My first memory of the Bulldog nation came during the 1980 season. I was old enough that I understood football a little bit, I quickly became an avid fan of such a great football team, and followed every game with that pride and joy that only a kid whose home team is the best in the nation could discover. Sorry if this rambles a bit, but that’s my writing style du jour.
One of, if not the biggest contributor to my Bulldog fandom is the incomparable Larry Munson. I vividly remember hearing the Lindsay Scott call, it’s still my favorite. I also remember wearing my white #15 Bulldog jersey out in the yard listening to every call Munson made and instead of just picturing it in my mind, I acted It out on our trampoline. I can’t tell you how much fun it is to pretend to be Herschel Walker and dive over the pile to score when in fact you are landing on a trampoline mat and there is no pain involved at all. Munson’s delivery of every detail of the game and the visualizations I had of the game thanks to him are amazing and many of them are flooding my conscious memory right now. I could always see the grass, I knew which way we were going on my radio dial (this always led to changing sides of the trampoline). I hurt when any of our players got hurt, I could picture the trainers working on guys to get them ready to return to action. I knew every team we played had to be much meaner, bigger, faster, and stronger than we were, Munson said so. It’s still a small dream of mine to shake that man’s hand and just say thanks. He is truly one of my childhood heroes.
My Dad and I shared a great love for UGA football and he was more than happy to provide little extras that didn’t cost much, but they are still cherished possessions. I have several coke bottles, I have spiral bound notebooks with the old dawg with the baseball hat on his head, but my most cherished possession that my Dad purchased is a 33 1/3 album from NAPA auto parts stores that celebrated the magical 1980-81 season. I still play it from time to time and the memories of my Dad and I watching games together is as vivid as ever. The title of my Dawgography is the lyric of my favorite cut on this album. I even remember watching Dan Marino break my heart and bring me to tears, I’m talking the large boo hoo tears, in the Sugar Bowl in 83.
I have to give credit to another radio man for even more of my earliest football, and therefore Bulldog memories. Every Saturday meant I had to be tuned in to the local Bulldog network affiliate and an hour before the pregame show started, unless we played a late game and that meant at 10 a.m., for my weekly dose of “Leonard’s Losers”. Leonard Postoastie and Percy Peabody were my boyhood friends and idols too, they just never knew it. To hear them prognosticate on the weeks games and seemingly always pick whoever played UGA as the loser was a thrill and a chuckle every Saturday.
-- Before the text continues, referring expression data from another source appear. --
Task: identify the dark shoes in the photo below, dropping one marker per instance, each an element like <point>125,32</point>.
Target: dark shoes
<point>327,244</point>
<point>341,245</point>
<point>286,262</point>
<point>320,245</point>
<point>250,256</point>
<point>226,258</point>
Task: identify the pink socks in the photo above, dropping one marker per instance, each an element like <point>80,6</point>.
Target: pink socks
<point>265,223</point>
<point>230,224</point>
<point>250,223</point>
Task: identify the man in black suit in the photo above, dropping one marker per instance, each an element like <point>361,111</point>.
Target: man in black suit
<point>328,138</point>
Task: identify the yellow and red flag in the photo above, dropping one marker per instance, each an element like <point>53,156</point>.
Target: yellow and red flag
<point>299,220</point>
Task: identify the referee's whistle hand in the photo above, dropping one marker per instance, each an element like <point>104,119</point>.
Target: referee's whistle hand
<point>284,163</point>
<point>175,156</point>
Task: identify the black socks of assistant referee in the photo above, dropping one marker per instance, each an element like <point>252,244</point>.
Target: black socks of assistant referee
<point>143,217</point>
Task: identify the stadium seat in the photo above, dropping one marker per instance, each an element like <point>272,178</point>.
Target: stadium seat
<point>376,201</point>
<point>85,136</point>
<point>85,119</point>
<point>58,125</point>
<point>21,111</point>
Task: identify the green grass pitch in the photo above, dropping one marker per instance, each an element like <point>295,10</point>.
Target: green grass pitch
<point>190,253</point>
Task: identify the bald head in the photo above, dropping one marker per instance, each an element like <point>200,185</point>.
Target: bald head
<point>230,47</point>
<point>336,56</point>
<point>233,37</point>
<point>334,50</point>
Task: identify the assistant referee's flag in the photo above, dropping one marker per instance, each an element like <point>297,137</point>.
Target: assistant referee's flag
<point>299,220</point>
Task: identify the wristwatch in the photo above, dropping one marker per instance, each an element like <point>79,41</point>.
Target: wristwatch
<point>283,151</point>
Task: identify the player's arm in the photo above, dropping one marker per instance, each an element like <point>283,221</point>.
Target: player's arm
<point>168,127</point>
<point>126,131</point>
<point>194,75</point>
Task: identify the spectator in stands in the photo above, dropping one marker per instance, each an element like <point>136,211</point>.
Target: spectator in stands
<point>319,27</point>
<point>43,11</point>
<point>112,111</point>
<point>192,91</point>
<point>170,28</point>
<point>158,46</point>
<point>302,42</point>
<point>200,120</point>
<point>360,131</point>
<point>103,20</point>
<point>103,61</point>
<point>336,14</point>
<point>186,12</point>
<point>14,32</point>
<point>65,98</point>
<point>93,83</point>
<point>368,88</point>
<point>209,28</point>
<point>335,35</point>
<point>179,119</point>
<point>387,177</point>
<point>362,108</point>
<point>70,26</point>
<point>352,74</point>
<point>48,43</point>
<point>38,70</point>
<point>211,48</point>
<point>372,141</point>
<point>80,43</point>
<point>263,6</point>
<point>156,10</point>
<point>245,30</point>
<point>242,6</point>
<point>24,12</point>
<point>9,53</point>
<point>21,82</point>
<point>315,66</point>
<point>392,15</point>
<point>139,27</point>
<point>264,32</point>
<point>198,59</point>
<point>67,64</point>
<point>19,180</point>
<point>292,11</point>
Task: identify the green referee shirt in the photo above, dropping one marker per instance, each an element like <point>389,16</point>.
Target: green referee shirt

As I got older and graduated from high school, I was also blessed to get a job with my Mom’s former basketball coach who was, at the time I graduated, now a highly successful insurance agent. I started my employment there and was quizzed by the office manager about my UGA knowledge. He said, “Who is Wally Butts?” I had no idea. He replied “Don’t EVER say you don’t know who that is. He was coach to the man you now work for”. I was employed by a Bulldog! That was a thrill in itself. As the weeks past, football season rolled around and talk around the office quickly turned to how great it was to be in Sanford Stadium on a Saturday and how many Saturdays the boss would be out of the office. He described Sanford to me in detail, thinking the entire time that I knew exactly what he was describing. I had never been to a game in my life. When he found out, he said “you are going to a game this year and using my tickets. Homecoming is against Vanderbilt and you will be in the stadium that day”. UGA and Vandy, homecoming it was my first game, I was sitting on the North side on the west 40 yard line all the way back against the wall of the lower bowl. The Red and Black prevailed and I was more in love with the University of Georgia than ever. I continued my education at a couple of two year schools and then applied to UGA.
I was accepted to UGA and spent more than a few years there. Working full time and going to school is difficult and I had a lot of other things in my head due to the passing of my Dad when I was 15. UGA was amazing to me. I had classes with Eric Zeier, Hines Ward, and LaKeisha Frett (who used to save me a seat on the bus everyday). Student tickets were great, the trip to Jax was great, and the matriculation was a great ride too.
I have been made fun of for my fanaticism. I was teary eyed when Vince Dooley retired, I was also envious of an older friend of mine who attended the game and as Coach passed by her car on his way out of the stadium and touched her car. Silly? Yes. Is that me? Definitely. I DO throw things around the room and have been known to boo officials from my recliner. I have been known to scream for the firing of defensive coordinators in the middle of an SEC championship game. I do bark with the crowd on a regular basis. Some of these things have caused my more laid back son to watch the game from a different location on occasion.
I may not have actually been Bulldog born and Bulldog bred, neither of my parents attended UGA, neither graduated from college, but I have taken ownership of my Bulldog nation citizenship and when I die I will be Bulldog dead.